For about a century and a half, no other athletic endeavor has had more voodoo spread on animate and inanimate objects than the "Grand Old Pastime." Where do you think we got the rally cap? How many pregame chickens did Wade Boggs consume over his 18-year career? And I wonder what percentage of players refuse to step on the baselines heading to and from the dugout.

Superstitions are a part of the romance that accompanies the game. Its dark side, however, can lead to the curses that did plague the Boston Red Sox and still plague the Cubs. The curses of the billy goat and the black cat live on next to Lake Michigan. It has been more than a century since the country's lovable losers have even made it to a World Series.

Meanwhile, the curse of the Bambino finally gave way to 2004's self-proclaimed "Idiots." Those Red Sox found a way through the pressure to play with a freedom that helped them overcome a 3-0 deficit in the ALCS and 86 years of New England misery.

Maybe that's the ticket for the front office, players, and fan base of the historic franchise on Chicago's north side. They need to find a rallying cry that goes beyond the "normal" peculiar or weird quirks. They need to focus on something that's just plain silly. I could introduce such an example.

I'm a native of Kansas City and, thus, a long-suffering fan of the Royals. Even though the franchise has won a championship in my lifetime, it hasn't sniffed the playoffs since. And the last 20 years? Don't even get me started. This organization hasn't really been talked about because, well, there's been nothing of note to talk about.

The Royals were going through their customary early-season swoon. After winning the first three games of May for a 17-10 start to the season, they stumbled through the rest of the month to the tune of a 5-20 stretch. The hope that had slowly swelled was deeply deflated. However, by the end of the month, two things happened. First, they brought the franchise's most famous face, George Brett, on to the bench to help the young players find their swing.
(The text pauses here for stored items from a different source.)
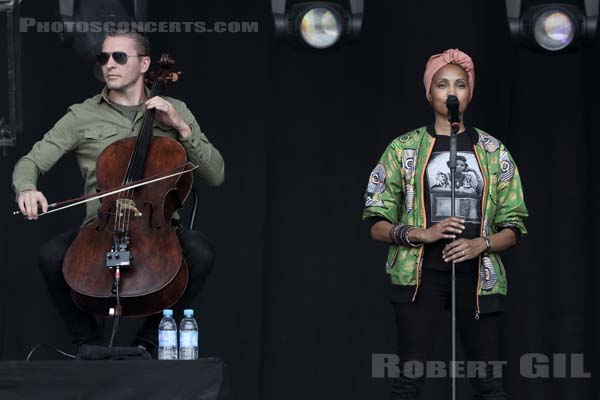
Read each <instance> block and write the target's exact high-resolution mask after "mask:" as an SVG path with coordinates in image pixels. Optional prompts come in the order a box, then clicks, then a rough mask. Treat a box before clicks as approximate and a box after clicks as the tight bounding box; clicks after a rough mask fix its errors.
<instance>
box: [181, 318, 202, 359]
mask: <svg viewBox="0 0 600 400" xmlns="http://www.w3.org/2000/svg"><path fill="white" fill-rule="evenodd" d="M183 315H184V318H183V319H182V320H181V324H179V359H180V360H196V359H198V323H197V322H196V320H195V319H194V310H189V309H188V310H183Z"/></svg>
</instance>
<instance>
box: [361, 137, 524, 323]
mask: <svg viewBox="0 0 600 400" xmlns="http://www.w3.org/2000/svg"><path fill="white" fill-rule="evenodd" d="M466 132H471V134H469V137H470V139H471V143H473V150H474V153H475V157H476V158H477V161H478V163H479V167H480V169H481V171H482V173H483V177H484V188H483V195H482V201H481V207H482V216H483V220H482V224H481V234H482V235H483V234H486V235H491V234H493V233H496V232H498V231H499V230H501V229H505V228H509V227H510V228H515V229H517V230H518V231H519V232H520V234H521V235H526V234H527V229H526V228H525V225H524V223H523V221H524V219H525V218H526V217H527V216H528V212H527V207H526V206H525V201H524V198H523V190H522V187H521V179H520V177H519V171H518V169H517V166H516V164H515V162H514V160H513V158H512V156H511V155H510V153H509V152H508V150H507V149H506V147H505V146H504V145H503V144H502V143H501V142H500V141H499V140H498V139H496V138H494V137H493V136H491V135H489V134H487V133H485V132H483V131H481V130H479V129H475V130H467V131H466ZM434 144H435V138H434V137H432V136H431V135H430V134H429V133H427V129H426V128H425V127H422V128H419V129H416V130H414V131H411V132H408V133H406V134H404V135H402V136H400V137H398V138H396V139H394V140H393V141H392V142H391V143H390V145H389V146H388V147H387V149H386V150H385V152H384V153H383V155H382V156H381V159H380V160H379V163H378V164H377V166H376V167H375V169H374V170H373V172H372V173H371V176H370V179H369V185H368V187H367V191H366V193H365V209H364V212H363V220H365V221H366V220H369V219H371V218H384V219H386V220H388V221H389V222H391V223H392V224H398V223H400V224H409V225H413V226H416V227H419V228H427V226H426V225H427V218H426V214H425V207H424V192H423V187H424V186H423V185H424V182H423V179H424V175H425V170H426V166H427V163H428V161H429V157H430V155H431V151H432V149H433V146H434ZM422 260H423V246H420V247H416V248H413V247H405V246H402V245H399V246H396V245H393V244H392V245H390V248H389V251H388V257H387V263H386V272H387V273H388V274H390V276H391V280H392V288H393V292H392V293H393V294H392V296H393V297H394V298H395V299H396V300H395V301H399V302H405V301H406V302H407V301H414V299H415V298H416V296H417V293H418V289H419V285H420V283H421V268H422ZM506 291H507V283H506V271H505V269H504V265H503V264H502V260H501V259H500V256H499V255H498V254H497V253H493V252H489V253H482V254H481V255H480V256H479V273H478V281H477V293H474V294H475V295H476V297H477V303H476V304H477V310H476V316H478V315H479V313H490V312H494V311H501V310H502V309H503V300H504V298H505V295H506ZM393 301H394V299H393Z"/></svg>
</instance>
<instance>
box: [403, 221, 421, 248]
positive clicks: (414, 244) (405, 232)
mask: <svg viewBox="0 0 600 400" xmlns="http://www.w3.org/2000/svg"><path fill="white" fill-rule="evenodd" d="M413 229H417V228H416V227H414V226H411V227H410V228H408V229H407V230H406V231H405V232H404V241H405V242H406V243H407V244H408V245H409V246H410V247H419V246H422V245H423V243H413V242H411V241H410V240H408V232H410V231H412V230H413Z"/></svg>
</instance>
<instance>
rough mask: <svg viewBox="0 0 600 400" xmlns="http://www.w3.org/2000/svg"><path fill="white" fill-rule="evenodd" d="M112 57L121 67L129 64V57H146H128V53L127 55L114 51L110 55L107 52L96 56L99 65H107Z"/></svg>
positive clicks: (101, 53) (115, 61) (124, 53)
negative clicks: (127, 61)
mask: <svg viewBox="0 0 600 400" xmlns="http://www.w3.org/2000/svg"><path fill="white" fill-rule="evenodd" d="M111 55H112V57H113V60H115V62H116V63H117V64H120V65H125V64H127V59H128V58H129V57H146V56H145V55H142V54H138V55H134V56H128V55H127V53H125V52H124V51H113V52H112V53H108V52H106V51H101V52H100V53H98V55H97V56H96V59H97V60H98V63H99V64H100V65H105V64H106V63H107V62H108V60H109V59H110V56H111Z"/></svg>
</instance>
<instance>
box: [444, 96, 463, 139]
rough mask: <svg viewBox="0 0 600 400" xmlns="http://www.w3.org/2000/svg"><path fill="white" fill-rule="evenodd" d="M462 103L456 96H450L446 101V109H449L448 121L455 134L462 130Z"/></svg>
mask: <svg viewBox="0 0 600 400" xmlns="http://www.w3.org/2000/svg"><path fill="white" fill-rule="evenodd" d="M459 106H460V103H459V101H458V97H456V96H454V95H450V96H448V98H447V99H446V108H447V109H448V121H450V125H451V126H452V131H453V132H454V133H456V132H458V130H459V129H460V112H459V111H458V108H459Z"/></svg>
The second (and more innocuous) change was that they began to rally around a certain object. The item in question ... a bottle of barbecue sauce. It was something so confounding, so dumb, and so under the radar that I don't believe it's ever been looked at as an inspiration. But it was so perfect for the situation. It was so hokey and "Kansas City" that it just fit.

The mood of the dugout changed drastically. Player after player after player wanted to get that key hit or score that lead run, all to get a chance to mug for the camera with a condiment. Heck, Eric Hosmer got doused with it after delivering a walk-off single against Detroit. The players acted as if it was the 26th man on the roster. And it worked.

Brett has now returned to his front office spot. The sauce looks to have been shelved for the moment. But even though the Royals likely aren't going to win the AL Central or a Wild Card spot, they are playing with more fire and better execution than they did a couple of months ago. If this puts the franchise on the path to future postseasons (an optimistic, OPTIMISTIC view), fans on each side of the Kansas/Missouri state line should look no further than their plate of ribs for the initiation point.

And that, Cubs, is what I propose for you. It may be time to find that one rallying cry that's so absurd that it could only bring people together in the name of silliness. It doesn't have to be edible (although a deep dish pizza or hot beef sandwich would be interesting). It could be a simple teddy bear or a EL-like procession after each win. The point to all this ... find that spark to play free, beyond the pressure 100-plus years of angst can put upon a franchise.

The Red Sox won a title with a bunch of idiots. The White Sox ended their drought with a soundbite friendly manager. Tampa Bay turned their fortunes after dropping the "Devil" from their team name. If they say "every little detail counts," it can't hurt to try and turn something's silliness into your luck ... your rallying cry.